Sukamulya Tak Akan Bisa Dirampas
Jam tangan digital saya menunjukkan
pukul empat sore ketika mobil yang saya tumpangi mengambil haluan pintu keluar
Kertajati dari Tol Cipali-tol yang baru saja diresmikan Juni 2015. Memang gema
pembangunan di Indonesia, terutama di Pulau Jawa, bisa diperhatikan sedang
digenjot oleh pemerintah pusat maupun daerah, terutama pembangunan
infrastruktur. Bila dibandingkan dengan negara tetangga di kawasan Asia
Tenggara seperti Thailand dan Malaysia, kondisi infrastruktur di Indonesia bisa
dikatakan jauh terbelakang. Ibarat kebakaran jenggot, pemerintah sedang
berusaha keras mengejar ketertinggalan tersebut.

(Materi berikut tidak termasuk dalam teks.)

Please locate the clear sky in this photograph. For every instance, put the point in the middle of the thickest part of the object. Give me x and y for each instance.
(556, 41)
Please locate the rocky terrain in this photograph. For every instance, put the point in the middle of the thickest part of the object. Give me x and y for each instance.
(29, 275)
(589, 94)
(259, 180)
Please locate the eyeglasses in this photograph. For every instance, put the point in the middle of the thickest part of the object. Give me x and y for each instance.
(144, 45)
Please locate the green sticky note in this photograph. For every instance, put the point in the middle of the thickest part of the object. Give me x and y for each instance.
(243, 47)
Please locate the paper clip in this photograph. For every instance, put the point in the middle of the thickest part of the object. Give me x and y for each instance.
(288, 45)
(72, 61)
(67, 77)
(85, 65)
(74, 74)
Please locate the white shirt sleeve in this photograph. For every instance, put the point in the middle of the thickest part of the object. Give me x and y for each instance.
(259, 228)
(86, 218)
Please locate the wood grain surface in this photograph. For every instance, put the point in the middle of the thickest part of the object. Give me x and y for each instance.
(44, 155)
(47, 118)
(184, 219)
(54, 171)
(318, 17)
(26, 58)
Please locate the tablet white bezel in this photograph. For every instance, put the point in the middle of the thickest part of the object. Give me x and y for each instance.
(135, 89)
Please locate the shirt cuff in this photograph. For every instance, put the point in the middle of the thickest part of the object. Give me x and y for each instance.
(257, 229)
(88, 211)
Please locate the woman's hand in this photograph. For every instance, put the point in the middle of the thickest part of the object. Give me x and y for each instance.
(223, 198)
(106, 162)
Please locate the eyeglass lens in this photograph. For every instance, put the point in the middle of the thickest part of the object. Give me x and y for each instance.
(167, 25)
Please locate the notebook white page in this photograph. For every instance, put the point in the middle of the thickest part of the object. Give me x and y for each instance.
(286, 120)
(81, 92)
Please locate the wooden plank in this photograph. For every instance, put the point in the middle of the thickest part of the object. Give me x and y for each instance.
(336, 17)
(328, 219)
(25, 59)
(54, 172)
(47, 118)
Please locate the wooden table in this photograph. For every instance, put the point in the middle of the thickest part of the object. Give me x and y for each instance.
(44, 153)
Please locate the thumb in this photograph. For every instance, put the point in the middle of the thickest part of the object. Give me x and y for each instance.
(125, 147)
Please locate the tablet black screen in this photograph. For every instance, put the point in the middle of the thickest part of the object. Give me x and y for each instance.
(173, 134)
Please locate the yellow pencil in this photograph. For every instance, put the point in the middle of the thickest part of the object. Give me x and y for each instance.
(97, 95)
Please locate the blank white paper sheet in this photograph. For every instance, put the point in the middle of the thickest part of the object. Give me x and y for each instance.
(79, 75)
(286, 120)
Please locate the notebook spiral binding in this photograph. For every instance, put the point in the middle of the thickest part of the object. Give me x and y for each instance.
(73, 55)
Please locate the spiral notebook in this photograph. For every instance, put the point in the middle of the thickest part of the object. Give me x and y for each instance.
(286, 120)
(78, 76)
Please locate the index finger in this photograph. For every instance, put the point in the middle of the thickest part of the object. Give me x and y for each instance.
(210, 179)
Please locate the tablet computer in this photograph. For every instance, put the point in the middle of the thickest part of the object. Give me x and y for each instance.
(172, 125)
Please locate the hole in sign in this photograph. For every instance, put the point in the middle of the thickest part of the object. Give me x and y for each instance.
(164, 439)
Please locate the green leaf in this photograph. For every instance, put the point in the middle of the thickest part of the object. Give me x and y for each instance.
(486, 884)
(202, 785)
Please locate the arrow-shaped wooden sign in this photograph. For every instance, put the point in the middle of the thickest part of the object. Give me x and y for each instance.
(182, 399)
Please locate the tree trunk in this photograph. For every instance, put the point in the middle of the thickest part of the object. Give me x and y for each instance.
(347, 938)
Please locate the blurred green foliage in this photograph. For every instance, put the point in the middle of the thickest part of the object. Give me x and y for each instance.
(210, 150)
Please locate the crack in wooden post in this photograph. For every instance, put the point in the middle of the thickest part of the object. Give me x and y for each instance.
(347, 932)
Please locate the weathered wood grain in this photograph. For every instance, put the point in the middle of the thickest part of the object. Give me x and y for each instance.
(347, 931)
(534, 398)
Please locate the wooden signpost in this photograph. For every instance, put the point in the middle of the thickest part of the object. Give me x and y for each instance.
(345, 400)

Dengan dalih menyerap investor dan
mengembangkan ekonomi sekaligus SDM rakyat sekitar, pembangunan yang hanya
berorientasi pada angka-angka ekonomi nyatanya justru menjauhkan rakyat dari
sumber-sumber mata pencaharian yang layak. Pembangunan yang semestinya membawa
keberkahan dan manfaat bagi rakyat, namun justru menyebabkan timbul pertanyaan "rakyat
yang manakah yang sebenarnya mendapatkan manfaat?". Salah satunya adalah
land grabbing , yang dimaknai sebagai akuisisi lahan.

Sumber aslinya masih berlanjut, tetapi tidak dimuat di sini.